Fingerprint lookup for deduplication
The SHA-2 hashing algorithm is used to generate the fingerprints of the data segments from backup streams. A unique SHA-2 fingerprint represents a unique data segment and is compared to a set of fingerprints representing data segments already in a data store. A lookup match means the data segment is already stored in the system; a lookup miss means the system does not have it and the corresponding data segment needs to be stored.
The set of fingerprints in memory, also known as the fingerprint cache, contains two sets of fingerprints for a given backup job:
The global fingerprint cache, which is indexed for fast query, maintained at the deduplication server-side for the duration of the deduplication service running.
The job-based fingerprint cache, which is also indexed, created at the deduplication client side in the beginning of the job and released at the end of the job.
The fingerprints of the last image (which is the last full backup by default and can be the last full backup plus subsequent incrementals) is fetched from the MSDP server to the OST pdplugin in the beginning.
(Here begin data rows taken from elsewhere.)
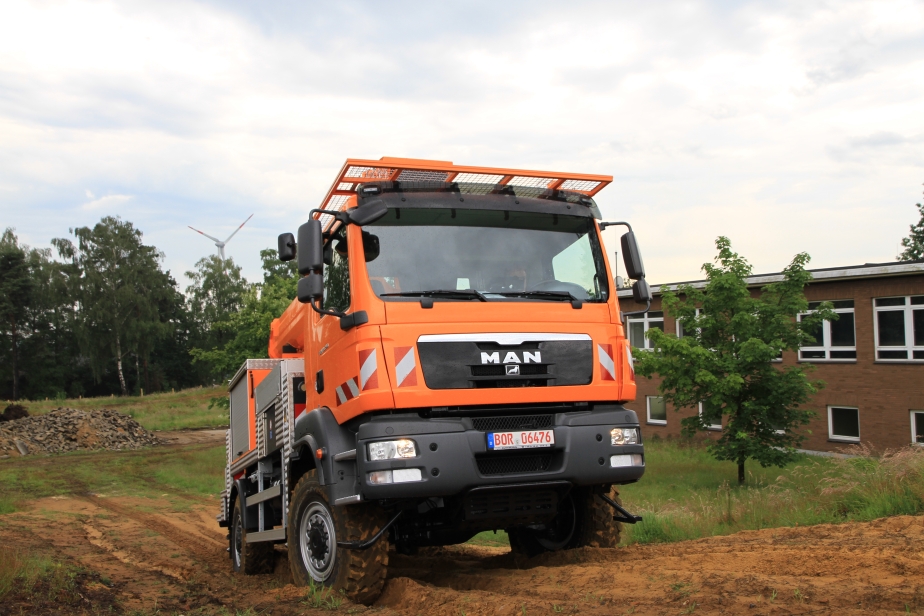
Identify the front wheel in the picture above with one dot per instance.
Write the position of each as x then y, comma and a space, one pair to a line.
314, 530
584, 520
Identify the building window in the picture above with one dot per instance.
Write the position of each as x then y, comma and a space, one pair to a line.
917, 427
899, 328
657, 410
844, 424
834, 340
712, 419
680, 332
639, 326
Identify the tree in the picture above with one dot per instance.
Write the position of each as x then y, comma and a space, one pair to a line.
16, 292
249, 327
914, 243
725, 359
117, 284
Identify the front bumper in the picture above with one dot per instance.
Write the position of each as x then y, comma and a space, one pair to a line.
453, 456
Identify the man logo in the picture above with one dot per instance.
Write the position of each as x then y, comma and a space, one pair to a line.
511, 358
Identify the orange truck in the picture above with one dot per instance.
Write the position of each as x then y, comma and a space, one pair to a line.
455, 363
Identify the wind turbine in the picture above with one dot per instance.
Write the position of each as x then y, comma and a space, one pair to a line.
221, 245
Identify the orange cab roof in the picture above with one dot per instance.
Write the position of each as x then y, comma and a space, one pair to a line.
390, 169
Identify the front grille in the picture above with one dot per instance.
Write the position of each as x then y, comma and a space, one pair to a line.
515, 464
516, 422
502, 504
498, 370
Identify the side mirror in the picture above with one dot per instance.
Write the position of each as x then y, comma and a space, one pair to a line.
310, 288
641, 292
311, 246
632, 256
368, 212
286, 247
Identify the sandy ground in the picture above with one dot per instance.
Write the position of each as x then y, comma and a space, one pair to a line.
163, 561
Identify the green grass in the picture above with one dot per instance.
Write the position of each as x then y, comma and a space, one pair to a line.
686, 494
184, 409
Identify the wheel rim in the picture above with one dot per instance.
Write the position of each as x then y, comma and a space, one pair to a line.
318, 542
561, 529
237, 537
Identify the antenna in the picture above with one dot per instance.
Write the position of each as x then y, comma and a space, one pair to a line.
218, 243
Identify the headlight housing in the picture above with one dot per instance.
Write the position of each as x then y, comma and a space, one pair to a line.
389, 450
624, 436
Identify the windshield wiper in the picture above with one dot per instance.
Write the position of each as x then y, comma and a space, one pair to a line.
446, 293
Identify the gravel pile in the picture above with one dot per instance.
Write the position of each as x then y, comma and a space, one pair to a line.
69, 430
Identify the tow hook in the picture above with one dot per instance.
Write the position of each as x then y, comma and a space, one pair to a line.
365, 545
626, 517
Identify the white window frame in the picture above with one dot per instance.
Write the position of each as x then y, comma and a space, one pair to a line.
714, 427
657, 422
826, 340
678, 325
838, 437
913, 431
909, 347
647, 321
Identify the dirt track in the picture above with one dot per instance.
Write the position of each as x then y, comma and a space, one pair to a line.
155, 558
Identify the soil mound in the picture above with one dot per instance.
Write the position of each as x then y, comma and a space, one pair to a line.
64, 430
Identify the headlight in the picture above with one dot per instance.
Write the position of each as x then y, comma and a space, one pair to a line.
387, 450
624, 436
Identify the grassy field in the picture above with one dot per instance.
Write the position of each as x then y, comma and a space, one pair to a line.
184, 409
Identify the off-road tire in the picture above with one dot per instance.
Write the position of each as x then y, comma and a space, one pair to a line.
358, 574
593, 526
248, 558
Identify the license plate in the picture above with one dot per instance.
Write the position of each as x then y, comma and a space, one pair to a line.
521, 439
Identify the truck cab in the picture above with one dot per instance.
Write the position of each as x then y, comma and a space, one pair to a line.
455, 362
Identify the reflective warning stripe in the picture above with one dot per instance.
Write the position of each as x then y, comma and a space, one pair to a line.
347, 391
607, 366
631, 362
368, 369
405, 366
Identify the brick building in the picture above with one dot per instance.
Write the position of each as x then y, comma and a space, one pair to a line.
871, 358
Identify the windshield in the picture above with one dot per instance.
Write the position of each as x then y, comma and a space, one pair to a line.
483, 255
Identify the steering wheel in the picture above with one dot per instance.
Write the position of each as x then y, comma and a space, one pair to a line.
576, 290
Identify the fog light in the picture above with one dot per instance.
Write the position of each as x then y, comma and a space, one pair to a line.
624, 436
387, 450
627, 459
398, 475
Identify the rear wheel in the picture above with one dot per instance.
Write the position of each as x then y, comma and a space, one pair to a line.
248, 558
584, 520
314, 530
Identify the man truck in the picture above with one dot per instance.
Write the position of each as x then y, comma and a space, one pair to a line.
455, 362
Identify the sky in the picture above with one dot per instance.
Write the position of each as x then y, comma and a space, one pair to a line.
786, 126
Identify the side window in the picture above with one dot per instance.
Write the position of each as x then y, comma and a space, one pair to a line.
639, 326
834, 340
337, 274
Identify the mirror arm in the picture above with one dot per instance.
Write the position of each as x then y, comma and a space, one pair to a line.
604, 225
627, 314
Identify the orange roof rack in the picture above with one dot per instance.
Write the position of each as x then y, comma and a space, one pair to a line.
390, 169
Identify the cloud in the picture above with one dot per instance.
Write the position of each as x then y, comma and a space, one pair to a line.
106, 204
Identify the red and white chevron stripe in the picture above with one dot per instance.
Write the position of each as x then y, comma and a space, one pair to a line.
405, 366
368, 369
347, 391
607, 365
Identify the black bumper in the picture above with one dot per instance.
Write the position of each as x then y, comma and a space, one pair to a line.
453, 457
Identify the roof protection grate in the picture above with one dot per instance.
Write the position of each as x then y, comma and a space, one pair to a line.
478, 180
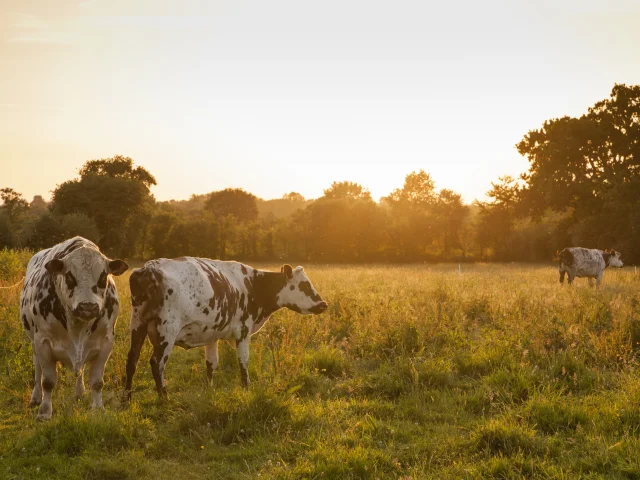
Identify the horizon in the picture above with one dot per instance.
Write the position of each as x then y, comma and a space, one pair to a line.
288, 97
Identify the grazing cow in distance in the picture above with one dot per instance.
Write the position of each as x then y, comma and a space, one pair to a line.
586, 262
194, 302
69, 306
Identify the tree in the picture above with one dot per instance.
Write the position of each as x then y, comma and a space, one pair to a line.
118, 167
112, 192
233, 201
293, 197
450, 212
354, 191
590, 166
412, 222
418, 191
13, 204
498, 215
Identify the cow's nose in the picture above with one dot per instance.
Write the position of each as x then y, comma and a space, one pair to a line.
87, 310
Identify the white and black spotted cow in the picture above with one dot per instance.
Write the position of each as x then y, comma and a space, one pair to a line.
586, 262
69, 307
194, 302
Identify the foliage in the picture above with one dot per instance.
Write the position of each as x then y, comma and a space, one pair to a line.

Whether the deduplication happens on the OST pdplugin completely depends on whether the client-side cache is big enough to hold all the fingerprints from the last image. Any fingerprint lookup that is missed from the client-side cache triggers the lookup to go to the MSDP server-side, even though the fingerprint may not exist on the server-side.
This two-level fingerprint cache provides a high-performance lookup and reduces memory footprint requirement at the server side, such as a NetBackup appliance.